For instance, if you need to loop through a table and change a column based on some computation, you can take the candidate data you want to update, put it in a temp table, loop through that with the cursor, and then apply all the updates in a single operation. You can also break up the cursor processing into batches this way.
Use table-valued functions over scalar functions
Scalar functions let you encapsulate a calculation into a stored procedure-like snippet of SQL. It’s common practice to return the results of a scalar function as a column in a SELECT
query.
If you find yourself doing this a lot in Microsoft SQL Server, you can get better performance by using a table-valued function instead and using CROSS APPLY
in the query. For more on the little-discussed APPLY
operator, see this training module from the Microsoft Virtual Academy.
Use partitioning to avoid large data moves
SQL Server Enterprise offers “partitioning,” which allows you to split database tables into multiple partitions. If you have a table you’re constantly archiving into another table, you can avoid using INSERT/DELETE
to move the data, and use SWITCH
instead.
For instance, if you have a table that is emptied out daily into an archive table, you can perform this emptying-and-copying operation by using SWITCH
to simply assign the pages in the daily table to the archive table. The switching process takes orders of magnitude less time than a manual copy-and-delete. Cathrine Wilhelmsen has an excellent tutorial on how to use partitioning in this way.
Use stored procedures for performance, use ORMs for convenience
ORMS—object-relational mappers—are software toolkits that produce programmatically generated SQL code. They allow you to use your application’s programming language and its metaphors to develop and maintain your queries.
Many database developers dislike ORMs on principle. They are are notorious for producing inefficient and sometimes unoptimizable code, and they give developers less incentive to learn SQL and understand what their queries are doing. When a developer needs to hand-write a query to get the best possible performance, they don’t know how.
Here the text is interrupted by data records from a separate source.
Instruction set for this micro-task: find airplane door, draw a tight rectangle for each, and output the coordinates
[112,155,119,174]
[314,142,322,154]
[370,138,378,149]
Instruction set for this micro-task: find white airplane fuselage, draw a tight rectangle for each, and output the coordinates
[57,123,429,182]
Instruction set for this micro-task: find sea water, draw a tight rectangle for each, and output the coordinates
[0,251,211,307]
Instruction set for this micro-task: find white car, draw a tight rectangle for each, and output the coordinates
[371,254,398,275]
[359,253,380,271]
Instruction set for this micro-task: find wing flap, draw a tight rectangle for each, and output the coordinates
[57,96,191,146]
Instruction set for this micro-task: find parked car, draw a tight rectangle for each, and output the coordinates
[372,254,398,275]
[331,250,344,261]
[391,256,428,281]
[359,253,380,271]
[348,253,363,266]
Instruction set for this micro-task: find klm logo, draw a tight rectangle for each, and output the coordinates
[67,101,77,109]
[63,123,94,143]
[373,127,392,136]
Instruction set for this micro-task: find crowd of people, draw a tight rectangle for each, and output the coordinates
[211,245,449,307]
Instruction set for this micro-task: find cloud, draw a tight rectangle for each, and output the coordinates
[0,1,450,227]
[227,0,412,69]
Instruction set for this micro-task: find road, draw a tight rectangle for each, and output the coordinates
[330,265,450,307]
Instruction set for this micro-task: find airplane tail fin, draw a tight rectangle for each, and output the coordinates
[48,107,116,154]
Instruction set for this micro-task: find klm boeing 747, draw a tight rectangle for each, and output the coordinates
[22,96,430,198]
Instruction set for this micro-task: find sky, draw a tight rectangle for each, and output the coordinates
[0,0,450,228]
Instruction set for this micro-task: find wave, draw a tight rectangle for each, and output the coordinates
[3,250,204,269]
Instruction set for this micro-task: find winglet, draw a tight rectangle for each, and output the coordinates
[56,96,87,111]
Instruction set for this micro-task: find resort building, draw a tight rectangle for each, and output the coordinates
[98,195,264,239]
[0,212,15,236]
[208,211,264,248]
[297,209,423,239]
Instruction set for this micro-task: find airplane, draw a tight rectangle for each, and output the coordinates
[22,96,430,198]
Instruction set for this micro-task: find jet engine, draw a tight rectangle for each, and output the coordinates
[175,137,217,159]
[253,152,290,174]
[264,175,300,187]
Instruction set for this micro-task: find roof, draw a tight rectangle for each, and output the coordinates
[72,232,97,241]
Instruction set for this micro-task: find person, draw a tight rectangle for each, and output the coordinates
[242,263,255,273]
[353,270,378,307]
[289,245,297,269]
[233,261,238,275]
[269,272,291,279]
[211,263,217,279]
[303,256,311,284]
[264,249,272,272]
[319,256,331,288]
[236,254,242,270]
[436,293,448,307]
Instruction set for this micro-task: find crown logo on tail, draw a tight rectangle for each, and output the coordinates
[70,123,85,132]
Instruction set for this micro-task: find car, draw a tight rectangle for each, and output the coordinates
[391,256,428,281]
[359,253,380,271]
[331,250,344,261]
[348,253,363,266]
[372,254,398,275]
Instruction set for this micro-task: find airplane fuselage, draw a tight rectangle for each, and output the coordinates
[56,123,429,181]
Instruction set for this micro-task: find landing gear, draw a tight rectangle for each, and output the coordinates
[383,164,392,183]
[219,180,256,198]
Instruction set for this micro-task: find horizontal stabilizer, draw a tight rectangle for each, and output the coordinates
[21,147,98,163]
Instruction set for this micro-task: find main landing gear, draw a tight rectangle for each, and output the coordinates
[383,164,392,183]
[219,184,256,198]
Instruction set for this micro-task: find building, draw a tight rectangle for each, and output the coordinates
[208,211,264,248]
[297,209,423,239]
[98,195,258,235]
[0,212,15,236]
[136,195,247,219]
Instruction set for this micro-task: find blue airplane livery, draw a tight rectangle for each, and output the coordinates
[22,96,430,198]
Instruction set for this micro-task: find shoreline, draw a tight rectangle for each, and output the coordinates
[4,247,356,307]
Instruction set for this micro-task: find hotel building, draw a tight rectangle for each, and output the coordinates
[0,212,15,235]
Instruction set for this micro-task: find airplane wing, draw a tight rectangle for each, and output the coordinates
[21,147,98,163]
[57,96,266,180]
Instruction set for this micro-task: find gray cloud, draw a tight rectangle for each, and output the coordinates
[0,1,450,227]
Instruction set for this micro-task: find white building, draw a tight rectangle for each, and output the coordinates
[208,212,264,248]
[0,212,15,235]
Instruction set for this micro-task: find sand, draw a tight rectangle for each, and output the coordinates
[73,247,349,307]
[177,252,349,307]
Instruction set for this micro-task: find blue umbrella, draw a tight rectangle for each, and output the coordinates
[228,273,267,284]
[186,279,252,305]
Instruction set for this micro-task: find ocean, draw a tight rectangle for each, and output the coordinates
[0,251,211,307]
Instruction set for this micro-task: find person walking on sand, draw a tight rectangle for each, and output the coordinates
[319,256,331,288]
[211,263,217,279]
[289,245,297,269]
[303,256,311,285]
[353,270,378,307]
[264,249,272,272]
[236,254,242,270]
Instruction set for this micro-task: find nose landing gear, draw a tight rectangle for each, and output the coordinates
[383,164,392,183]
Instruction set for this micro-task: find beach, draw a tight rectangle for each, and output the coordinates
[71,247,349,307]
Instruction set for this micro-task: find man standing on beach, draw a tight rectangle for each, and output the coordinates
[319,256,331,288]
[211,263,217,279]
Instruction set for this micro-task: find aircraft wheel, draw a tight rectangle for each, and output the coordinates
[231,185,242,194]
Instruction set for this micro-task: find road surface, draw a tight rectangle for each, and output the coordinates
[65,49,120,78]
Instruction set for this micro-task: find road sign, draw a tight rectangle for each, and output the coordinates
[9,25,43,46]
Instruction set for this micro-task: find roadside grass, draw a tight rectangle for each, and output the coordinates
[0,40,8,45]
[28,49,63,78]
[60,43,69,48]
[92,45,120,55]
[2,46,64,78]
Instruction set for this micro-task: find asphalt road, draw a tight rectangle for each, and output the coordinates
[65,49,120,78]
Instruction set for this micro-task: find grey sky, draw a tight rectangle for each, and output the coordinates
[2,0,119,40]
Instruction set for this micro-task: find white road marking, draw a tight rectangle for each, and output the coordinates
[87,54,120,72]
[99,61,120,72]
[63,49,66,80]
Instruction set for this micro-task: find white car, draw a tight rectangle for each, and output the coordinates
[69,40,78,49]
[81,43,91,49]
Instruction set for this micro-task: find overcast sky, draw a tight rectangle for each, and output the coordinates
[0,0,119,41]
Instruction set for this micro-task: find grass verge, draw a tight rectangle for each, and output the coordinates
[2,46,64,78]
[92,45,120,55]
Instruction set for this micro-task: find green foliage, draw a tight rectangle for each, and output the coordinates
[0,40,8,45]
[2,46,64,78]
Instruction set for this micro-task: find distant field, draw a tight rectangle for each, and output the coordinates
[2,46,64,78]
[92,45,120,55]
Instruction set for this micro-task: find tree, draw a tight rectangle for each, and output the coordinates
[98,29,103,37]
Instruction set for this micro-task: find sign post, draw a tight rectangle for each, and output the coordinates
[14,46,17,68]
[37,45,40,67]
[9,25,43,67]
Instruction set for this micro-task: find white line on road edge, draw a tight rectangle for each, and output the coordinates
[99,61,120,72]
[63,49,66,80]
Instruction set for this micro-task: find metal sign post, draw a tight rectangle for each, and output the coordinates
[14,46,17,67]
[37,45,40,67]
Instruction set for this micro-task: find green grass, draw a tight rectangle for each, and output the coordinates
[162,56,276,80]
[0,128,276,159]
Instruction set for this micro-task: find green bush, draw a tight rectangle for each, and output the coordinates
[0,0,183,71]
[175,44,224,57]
On the other hand, ORMs make writing and maintaining database code far easier. The database part of the application isn’t off in another domain somewhere, and it’s written in a way that’s more loosely coupled to the application logic.
It makes the most sense to use stored procedures for queries that are called constantly, require good performance, aren’t likely to be changed often (if ever), and need to be surveyed for performance by the database’s profiling tools. Most databases make it easier to obtain such statistics in aggregate for a stored procedure than for an ad hoc query. It’s also easier for stored procedures to be optimized by the database’s query planner.
The downside of moving more of your database logic into stored procedures is that your logic is coupled that much more tightly to the database. Stored procedures can mutate from a performance advantage into a massive technical debt. If you decide to migrate to another database technology later, it’s easier to change the ORM’s target than to rewrite all the stored procedures. Also, the code generated by an ORM can be inspected for optimization, and query caching often allows the most commonly generated queries to be reused.
If it’s app-side maintainability that matters, use an ORM. If it’s database-side performance, use stored procedures.